In bioinformatics specialized annotation datasets are often very small which impedes the development of successful machine learning models for associated prediction tasks, especially within deep learning. To overcome the challenge of limited data, knowledge transfer strategies can be pursued such as transfer and multi-task learning.
One example of such a prediction task to benefit from knowledge transfer is epitope prediction. An epitope is comprised of the distinct amino acids of a protein involved in the binding of an antibody. The characterization of an antibody’s binding site on their respective antigen is crucial for their efficient use in diagnostics and biomedical research as well as for a deeper understanding of the immune response. While several machine learning models for epitope prediction have previously been developed, their performance is not highly accurate yet and their results not reliable, epitope prediction is thus still a major unsolved problem within the bioinformatics field.

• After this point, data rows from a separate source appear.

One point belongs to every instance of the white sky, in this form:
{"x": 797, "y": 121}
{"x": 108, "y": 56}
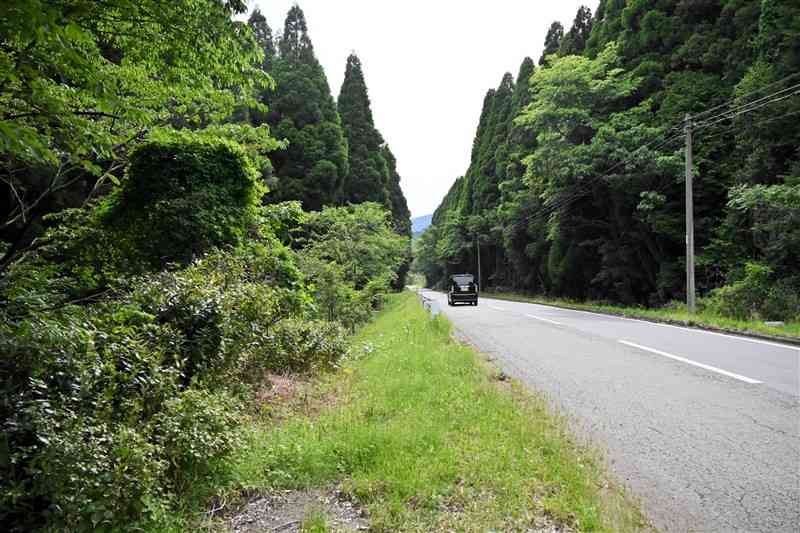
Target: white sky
{"x": 428, "y": 65}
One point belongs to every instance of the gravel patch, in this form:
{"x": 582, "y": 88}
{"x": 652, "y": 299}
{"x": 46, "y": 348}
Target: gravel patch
{"x": 284, "y": 512}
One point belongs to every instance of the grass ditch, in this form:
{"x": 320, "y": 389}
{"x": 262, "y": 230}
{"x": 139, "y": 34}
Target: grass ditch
{"x": 425, "y": 438}
{"x": 677, "y": 315}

It has been shown that epitope prediction can benefit from the inclusion of related annotation data, as the inclusion of general protein-protein-interaction (PPI) sites was effective in improving our Serendip-CE epitope predictor. Additionally, preliminary results demonstrated that multi-task learning for protein-protein interface prediction is very effective. As the binding of an antibody to the protein’s epitope can be considered as a specific form of PPI, we anticipate epitope prediction would benefit strongly from knowledge transfer of this area.
In this project, we will systematically check which transfer learning approaches are most effective on epitope prediction data. We will compare multi-task learning against (i) the classic approach of transfer learning, where pre-trained weights are simply used as the starting state, and (ii) against an approach where a pretrained network is used via regularization, where any deviations of the pretrained network will be penalised.